Although our case-control study had got the positive conclusions of rs9340799 polymorphism with PMO, these results should be treated with caution. A meta-analysis was also conducted to further elucidate the relationship of disease and polymorphism. Our meta-analysis of pooled analysis had showed that either homozygote, heterozygote, recessive, allelic models or dominant of rs9340799 and rs2234693 were the risk factor of PMO. These may be attributed to a small sample size, different ethnic background and different examine methods. These data need to be replicated in a larger cohort, and functional studies will be necessary to investigate whether and how ESR1 gene polymorphism involved in the pathogenesis of PMO.
The rs2234693 and rs9340799 polymorphic sites are located in the promoter region of the first intron of ESR1 gene, and so far, their functional consequences are unknown. Although case-control study had partly revealed the relationship of the polymorphism, its mechanism is still not clear. We speculate that introns may contain regulatory elements, and the mutation may cause methylation and finally influence the effect of ESR1.

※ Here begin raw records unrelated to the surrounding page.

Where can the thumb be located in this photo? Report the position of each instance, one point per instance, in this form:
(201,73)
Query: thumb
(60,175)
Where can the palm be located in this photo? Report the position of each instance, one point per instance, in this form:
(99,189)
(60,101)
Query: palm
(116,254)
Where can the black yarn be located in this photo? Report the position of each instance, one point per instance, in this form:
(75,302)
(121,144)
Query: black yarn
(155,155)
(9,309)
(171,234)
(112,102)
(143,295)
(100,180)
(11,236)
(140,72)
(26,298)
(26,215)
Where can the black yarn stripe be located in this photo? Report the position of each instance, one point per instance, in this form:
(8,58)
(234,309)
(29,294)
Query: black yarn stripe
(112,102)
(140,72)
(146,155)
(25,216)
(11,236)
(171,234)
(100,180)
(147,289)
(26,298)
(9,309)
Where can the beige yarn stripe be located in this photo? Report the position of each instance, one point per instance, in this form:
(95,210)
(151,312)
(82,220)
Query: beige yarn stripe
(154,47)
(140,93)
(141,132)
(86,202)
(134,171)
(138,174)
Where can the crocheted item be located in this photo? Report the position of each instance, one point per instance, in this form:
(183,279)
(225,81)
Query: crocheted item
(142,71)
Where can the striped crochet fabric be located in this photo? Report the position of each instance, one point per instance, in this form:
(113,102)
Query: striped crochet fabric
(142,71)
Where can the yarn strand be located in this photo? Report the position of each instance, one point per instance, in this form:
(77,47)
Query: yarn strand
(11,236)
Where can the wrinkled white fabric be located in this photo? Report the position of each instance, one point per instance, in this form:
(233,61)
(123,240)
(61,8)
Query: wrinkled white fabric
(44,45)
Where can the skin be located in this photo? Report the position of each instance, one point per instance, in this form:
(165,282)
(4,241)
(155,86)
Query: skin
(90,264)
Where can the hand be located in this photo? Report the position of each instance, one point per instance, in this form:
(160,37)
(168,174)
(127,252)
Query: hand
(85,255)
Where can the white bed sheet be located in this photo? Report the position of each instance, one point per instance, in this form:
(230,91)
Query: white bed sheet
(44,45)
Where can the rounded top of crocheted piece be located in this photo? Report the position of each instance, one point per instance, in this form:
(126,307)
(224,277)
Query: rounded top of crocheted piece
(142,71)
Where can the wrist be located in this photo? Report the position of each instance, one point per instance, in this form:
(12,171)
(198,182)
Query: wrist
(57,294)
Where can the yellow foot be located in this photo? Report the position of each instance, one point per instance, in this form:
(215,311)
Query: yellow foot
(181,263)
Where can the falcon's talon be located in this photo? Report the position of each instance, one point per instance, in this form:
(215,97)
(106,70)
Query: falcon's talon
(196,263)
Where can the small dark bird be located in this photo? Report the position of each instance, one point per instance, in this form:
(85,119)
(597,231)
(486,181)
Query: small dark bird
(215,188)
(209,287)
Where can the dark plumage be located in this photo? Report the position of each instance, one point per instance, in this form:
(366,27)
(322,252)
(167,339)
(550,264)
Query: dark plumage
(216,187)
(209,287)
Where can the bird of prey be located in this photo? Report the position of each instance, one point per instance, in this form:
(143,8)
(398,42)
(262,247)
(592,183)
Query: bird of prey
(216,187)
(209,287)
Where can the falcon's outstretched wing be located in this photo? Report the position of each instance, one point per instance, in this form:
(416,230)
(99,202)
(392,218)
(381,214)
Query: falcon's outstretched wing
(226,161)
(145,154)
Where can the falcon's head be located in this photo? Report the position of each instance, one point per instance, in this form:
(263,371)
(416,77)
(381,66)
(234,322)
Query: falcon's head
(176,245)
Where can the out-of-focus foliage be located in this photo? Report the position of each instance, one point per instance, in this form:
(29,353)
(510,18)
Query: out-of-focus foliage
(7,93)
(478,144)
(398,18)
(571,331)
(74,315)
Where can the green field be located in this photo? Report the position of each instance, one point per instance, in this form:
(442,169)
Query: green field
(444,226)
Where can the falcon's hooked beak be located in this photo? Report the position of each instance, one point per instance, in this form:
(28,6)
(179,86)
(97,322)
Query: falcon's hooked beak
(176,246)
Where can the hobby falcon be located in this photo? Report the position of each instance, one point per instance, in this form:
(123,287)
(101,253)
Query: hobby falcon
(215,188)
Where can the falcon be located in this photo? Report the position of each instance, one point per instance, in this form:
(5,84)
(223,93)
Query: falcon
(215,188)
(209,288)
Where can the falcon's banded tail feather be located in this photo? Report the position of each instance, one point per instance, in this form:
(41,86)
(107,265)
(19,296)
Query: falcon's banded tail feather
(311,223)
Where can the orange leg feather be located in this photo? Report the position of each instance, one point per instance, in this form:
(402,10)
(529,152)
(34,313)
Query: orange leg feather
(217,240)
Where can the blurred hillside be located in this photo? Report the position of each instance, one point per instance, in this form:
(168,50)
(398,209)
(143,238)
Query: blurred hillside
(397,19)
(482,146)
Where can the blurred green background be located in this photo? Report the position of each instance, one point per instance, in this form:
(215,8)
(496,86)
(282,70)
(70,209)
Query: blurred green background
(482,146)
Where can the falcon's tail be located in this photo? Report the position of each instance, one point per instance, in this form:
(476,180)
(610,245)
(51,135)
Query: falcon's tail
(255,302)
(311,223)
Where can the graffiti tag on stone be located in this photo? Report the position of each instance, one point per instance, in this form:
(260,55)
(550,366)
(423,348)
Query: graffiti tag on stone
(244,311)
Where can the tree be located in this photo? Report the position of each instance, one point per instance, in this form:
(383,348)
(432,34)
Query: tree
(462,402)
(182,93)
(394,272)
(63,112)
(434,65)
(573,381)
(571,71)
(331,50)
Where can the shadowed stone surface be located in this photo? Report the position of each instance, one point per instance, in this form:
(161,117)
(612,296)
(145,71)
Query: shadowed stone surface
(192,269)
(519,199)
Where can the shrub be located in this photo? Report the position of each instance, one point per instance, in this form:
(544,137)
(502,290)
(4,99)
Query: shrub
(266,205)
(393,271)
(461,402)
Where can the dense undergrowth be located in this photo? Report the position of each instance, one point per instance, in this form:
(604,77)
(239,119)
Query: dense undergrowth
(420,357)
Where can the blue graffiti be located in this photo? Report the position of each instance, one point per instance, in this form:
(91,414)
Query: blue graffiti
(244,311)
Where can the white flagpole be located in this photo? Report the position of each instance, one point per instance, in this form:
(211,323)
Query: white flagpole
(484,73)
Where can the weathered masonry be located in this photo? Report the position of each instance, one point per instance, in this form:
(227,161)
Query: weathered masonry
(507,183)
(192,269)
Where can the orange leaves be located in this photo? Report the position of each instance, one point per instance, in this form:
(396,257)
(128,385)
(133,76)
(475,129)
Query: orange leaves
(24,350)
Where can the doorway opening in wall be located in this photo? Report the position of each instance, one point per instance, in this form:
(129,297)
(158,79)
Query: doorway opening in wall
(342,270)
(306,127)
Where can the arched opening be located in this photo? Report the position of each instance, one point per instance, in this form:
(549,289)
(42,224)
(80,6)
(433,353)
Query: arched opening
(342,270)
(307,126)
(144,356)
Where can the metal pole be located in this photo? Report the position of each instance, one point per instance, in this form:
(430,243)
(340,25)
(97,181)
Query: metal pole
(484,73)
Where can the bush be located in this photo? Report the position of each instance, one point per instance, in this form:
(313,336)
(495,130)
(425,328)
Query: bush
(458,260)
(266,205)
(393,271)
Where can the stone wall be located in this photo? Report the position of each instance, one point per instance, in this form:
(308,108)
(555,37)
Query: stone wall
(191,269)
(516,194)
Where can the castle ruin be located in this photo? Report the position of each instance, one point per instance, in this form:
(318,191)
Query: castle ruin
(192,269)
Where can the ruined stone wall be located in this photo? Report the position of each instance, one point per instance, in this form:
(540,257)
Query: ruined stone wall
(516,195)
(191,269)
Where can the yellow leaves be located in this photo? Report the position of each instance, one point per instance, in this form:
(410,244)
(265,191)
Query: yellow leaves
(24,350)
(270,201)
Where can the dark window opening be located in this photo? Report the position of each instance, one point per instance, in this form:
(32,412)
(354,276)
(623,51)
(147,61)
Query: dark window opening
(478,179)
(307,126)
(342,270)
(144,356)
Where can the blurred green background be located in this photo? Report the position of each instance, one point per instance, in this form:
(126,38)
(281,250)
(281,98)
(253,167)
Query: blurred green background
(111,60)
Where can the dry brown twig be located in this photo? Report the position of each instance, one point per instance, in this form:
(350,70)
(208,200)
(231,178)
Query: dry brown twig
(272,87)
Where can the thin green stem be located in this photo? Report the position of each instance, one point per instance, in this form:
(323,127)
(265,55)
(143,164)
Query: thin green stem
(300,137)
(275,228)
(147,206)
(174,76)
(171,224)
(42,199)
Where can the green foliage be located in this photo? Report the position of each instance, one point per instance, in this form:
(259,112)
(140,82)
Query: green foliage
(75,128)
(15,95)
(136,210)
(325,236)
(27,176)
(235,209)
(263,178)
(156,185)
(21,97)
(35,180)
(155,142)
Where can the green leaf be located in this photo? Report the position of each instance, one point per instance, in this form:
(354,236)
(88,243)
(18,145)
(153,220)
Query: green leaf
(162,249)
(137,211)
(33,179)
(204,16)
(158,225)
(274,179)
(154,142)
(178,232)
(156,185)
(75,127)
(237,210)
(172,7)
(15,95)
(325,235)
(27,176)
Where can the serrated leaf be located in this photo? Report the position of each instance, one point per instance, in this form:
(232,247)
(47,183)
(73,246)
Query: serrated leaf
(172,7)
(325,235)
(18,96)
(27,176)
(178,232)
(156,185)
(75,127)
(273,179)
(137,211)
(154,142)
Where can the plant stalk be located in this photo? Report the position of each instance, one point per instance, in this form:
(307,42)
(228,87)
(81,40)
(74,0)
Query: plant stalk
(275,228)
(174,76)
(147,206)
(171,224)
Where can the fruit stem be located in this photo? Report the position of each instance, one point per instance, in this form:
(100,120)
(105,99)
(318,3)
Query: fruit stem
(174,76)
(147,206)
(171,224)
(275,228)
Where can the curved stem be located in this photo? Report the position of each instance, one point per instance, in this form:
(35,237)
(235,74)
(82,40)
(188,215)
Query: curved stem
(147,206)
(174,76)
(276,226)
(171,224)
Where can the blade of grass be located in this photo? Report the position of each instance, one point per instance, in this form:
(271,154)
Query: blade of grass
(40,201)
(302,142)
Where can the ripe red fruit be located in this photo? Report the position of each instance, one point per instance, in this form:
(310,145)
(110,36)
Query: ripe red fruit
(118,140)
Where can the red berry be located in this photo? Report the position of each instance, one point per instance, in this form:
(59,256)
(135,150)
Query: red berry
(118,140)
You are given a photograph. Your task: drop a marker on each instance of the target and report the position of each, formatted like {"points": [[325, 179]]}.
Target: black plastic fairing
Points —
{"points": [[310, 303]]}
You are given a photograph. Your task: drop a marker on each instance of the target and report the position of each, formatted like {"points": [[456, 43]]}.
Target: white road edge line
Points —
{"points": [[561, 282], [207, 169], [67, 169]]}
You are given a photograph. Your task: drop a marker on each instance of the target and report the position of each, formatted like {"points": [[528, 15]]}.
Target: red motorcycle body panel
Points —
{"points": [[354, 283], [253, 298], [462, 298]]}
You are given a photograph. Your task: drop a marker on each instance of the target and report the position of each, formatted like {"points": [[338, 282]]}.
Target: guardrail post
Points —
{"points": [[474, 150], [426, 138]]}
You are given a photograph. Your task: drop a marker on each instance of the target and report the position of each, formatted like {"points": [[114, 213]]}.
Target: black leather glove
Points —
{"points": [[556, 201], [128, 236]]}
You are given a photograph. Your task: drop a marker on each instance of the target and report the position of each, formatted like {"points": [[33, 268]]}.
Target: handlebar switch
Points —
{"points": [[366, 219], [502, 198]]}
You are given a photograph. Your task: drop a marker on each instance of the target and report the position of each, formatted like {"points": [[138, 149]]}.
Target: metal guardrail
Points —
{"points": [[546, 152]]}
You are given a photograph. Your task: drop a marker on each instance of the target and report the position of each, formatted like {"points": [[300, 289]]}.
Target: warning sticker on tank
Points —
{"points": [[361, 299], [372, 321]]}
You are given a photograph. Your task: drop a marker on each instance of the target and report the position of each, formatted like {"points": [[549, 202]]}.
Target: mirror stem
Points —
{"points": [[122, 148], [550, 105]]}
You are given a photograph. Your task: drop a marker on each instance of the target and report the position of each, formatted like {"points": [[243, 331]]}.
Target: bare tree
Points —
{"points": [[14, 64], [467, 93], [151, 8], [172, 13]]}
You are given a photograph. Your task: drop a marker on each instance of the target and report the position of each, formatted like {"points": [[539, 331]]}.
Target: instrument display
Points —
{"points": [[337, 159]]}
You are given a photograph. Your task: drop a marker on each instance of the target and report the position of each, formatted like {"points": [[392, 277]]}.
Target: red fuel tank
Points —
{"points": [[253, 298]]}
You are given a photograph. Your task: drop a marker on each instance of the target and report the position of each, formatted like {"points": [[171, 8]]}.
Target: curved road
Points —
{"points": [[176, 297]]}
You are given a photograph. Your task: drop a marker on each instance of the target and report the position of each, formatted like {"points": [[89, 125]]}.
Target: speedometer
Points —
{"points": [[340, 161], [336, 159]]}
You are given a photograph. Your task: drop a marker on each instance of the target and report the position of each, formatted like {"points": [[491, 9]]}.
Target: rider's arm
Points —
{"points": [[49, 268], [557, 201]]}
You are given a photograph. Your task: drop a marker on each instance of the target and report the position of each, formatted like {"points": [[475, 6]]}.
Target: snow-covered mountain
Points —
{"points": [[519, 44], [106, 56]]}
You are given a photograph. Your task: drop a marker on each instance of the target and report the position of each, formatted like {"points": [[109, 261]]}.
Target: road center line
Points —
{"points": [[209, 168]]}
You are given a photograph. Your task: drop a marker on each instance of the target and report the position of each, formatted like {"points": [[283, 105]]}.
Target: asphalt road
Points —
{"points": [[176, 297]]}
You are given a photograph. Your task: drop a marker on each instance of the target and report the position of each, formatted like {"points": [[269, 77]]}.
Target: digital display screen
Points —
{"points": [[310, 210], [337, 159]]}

The results of our study may help in identifying patients with potential PMO risk; however, several limitations should not be ignored. Firstly, as the quantity of the patients were not large enough, thus give rise to failure to achieve statistical significance of rs2234693. Secondly, all participants enrolled were recruited from hospital which might result in potential selection bias. Thirdly, some potential confounding factors which may overestimate or underestimate the effect of gene polymorphism. Eventually, the meta-analysis was only enrolled 4 relative studies, this may give rise to publication bias and finally influence the overall results.